I’ve been planting up a storm this week after the greenhouse closed for the summer. I now have the squash all planted up, too, some from seed and some from starters. I am growing a hodge podge of both winter and summer squash, tons of pumpkins in all sorts of colours, pattypans, zucchini, mini-jack’s, spaghetti squash, and loofa gourds, too. Hoping for a really great squash year, as that is a lot of garden space to be giving up. Fingers crossed.
I get a lot of questions about growing a variety of squash together … will they cross pollinate, can I grow them all together, do I need to separate them, etc. The short answer is… yes you can grow them all. While they will cross pollinate each other, it will not result in crazy, funky, frankensquash this year. Everything will grow and produce just as it should. However, problems will arise if you save their seeds and try to grow next year’s crops from that saved seed. Those will be the cross-pollinated, funky, crazy squash. So… yes, you can grow anything you like, just roast and eat the seeds and grow from fresh next year.
Sow cucumber seeds now and they will take off quickly in the warm soil. I grow the cucumbers up small tomato cages or trellises in the garden, or up strings in the greenhouse. This keeps the fruits off of the ground for nice straight cukes and evenly green on all sides.
I hear a lot of comments about people being so late to plant, is it too late, etc.. I assure you, is not too late to plant just about anything. Some things have to be from starters rather than from seed, of course, but other than that, no problem to plant most anything at this time of year. Cucumbers, squash, corn, and other heat lovers will take off quickly from seed when sown into warm soil. Put them in cold soil and they either rot or pout. So go ahead, plant and sow!
Mm, wait, I need to amend that a titch. There are two sorts of vegetables, warm weather and cold weather. It is now too late to plant most all of the cold weather veggies, things like broccoli, spinach, radishes, greens. They all like cold weather and are planted in late winter or early spring. If you were to plant now, they would quickly bolt/go to seed. So, plant warm weather veggies now and leave the cool weather ones till later, for your fall and winter eating.
The radishes in the above picture (between the celery and the alyssum) were planted in spring and do not like this hot and dry weather, they will soon be bolting. I will be harvesting them all this weekend, and planting or sowing something else in their stead. Maybe a squash? Some parsnips? Or more carrots?
Don’t forget to add lots of companion plants in between the rows or the plants themselves., to bring in pollinators, beneficial insects for pest control, and to add beauty to your potager.
The six best food garden companion flowers are marigolds, calendula (pot marigold), sweet alyssum, zinnias, nasturtiums, and sunflowers. Plant lots, plant them everywhere for brassicas that are virtually pest free, tomatoes that taste better, squash that grows better because they are well pollinated. Every kitchen garden should hold an array of flowers, whether annual or perennial. If you like it, plant it, and they will come.
I am just about done planting up the potager.

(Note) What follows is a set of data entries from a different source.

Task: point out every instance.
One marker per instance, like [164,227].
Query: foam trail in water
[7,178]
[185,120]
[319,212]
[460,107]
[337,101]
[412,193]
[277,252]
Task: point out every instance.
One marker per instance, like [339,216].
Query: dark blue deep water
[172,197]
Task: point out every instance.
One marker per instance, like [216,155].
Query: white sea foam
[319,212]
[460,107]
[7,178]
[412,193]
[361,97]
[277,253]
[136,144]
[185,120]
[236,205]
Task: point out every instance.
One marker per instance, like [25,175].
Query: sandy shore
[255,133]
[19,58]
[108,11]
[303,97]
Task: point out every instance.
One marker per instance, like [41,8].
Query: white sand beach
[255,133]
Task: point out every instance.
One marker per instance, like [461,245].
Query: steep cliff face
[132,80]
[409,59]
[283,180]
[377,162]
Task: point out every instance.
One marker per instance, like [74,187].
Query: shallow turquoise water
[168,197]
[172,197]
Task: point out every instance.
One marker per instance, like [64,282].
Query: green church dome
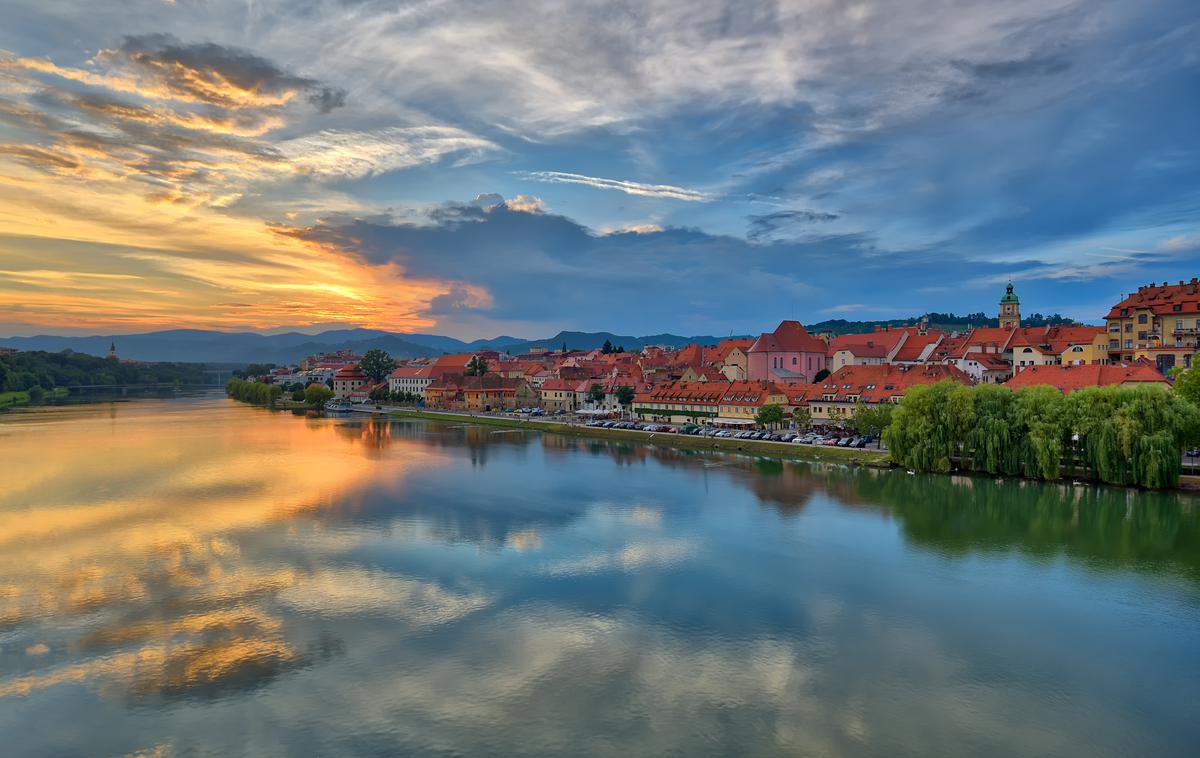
[1009,295]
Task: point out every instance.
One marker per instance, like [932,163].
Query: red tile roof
[562,385]
[1068,378]
[749,392]
[1054,340]
[721,352]
[411,372]
[687,392]
[1162,299]
[801,393]
[873,344]
[789,337]
[915,347]
[877,384]
[351,373]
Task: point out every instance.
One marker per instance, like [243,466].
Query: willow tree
[1044,432]
[989,444]
[930,426]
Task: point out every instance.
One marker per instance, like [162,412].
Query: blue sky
[483,168]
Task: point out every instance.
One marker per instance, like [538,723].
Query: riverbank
[790,451]
[10,399]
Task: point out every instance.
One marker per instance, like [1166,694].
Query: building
[730,358]
[347,380]
[681,402]
[1051,346]
[1009,308]
[870,349]
[411,379]
[1158,323]
[451,365]
[444,392]
[495,392]
[845,387]
[1067,378]
[558,395]
[787,354]
[743,399]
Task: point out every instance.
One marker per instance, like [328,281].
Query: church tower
[1009,310]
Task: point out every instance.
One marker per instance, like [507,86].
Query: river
[201,577]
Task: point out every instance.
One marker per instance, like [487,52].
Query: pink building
[787,354]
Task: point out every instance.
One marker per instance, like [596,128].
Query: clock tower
[1009,310]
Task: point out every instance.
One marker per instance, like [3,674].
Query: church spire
[1009,308]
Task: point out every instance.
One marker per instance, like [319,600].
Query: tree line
[24,371]
[1120,435]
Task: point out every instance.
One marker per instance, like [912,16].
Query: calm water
[198,577]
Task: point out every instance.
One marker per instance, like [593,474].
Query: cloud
[213,74]
[549,269]
[346,155]
[769,226]
[621,185]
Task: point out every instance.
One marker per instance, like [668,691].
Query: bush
[253,391]
[1120,435]
[317,395]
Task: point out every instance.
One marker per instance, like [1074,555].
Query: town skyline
[664,168]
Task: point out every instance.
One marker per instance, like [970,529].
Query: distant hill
[214,347]
[946,322]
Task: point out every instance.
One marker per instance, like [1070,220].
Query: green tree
[253,370]
[625,396]
[257,392]
[477,366]
[1187,384]
[769,415]
[803,417]
[930,426]
[379,395]
[871,419]
[377,365]
[317,395]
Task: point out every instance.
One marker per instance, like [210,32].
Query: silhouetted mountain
[199,346]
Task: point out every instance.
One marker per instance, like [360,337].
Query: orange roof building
[1069,378]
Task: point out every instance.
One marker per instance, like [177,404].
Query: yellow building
[1157,323]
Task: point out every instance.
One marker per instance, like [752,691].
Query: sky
[477,168]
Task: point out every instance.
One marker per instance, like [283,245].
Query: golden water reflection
[121,525]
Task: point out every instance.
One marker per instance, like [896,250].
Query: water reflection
[208,577]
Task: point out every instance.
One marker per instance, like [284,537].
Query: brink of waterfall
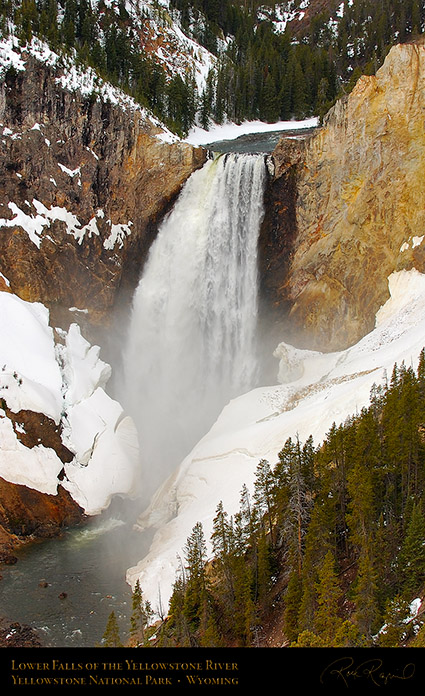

Have been at it for a week now, in spits and spurts, trying not to be out there during the hottest part of the day. Still have to sow some beets and plant my onion seedlings, maybe a bit more carrots, then I am done, whew! Can water, weed, and watch things grow.
Seems like it will be a hot and dry summer this year, so we will have to be water wise. Don’t forget to mulch, if you can, to help with moisture retention. Once your plants are established, water less often, but deeply, use drip tubes or weeping hoses for ease of watering.
Wishing you all great planting success and crossing my fingers for a wonderful gardening season ahead.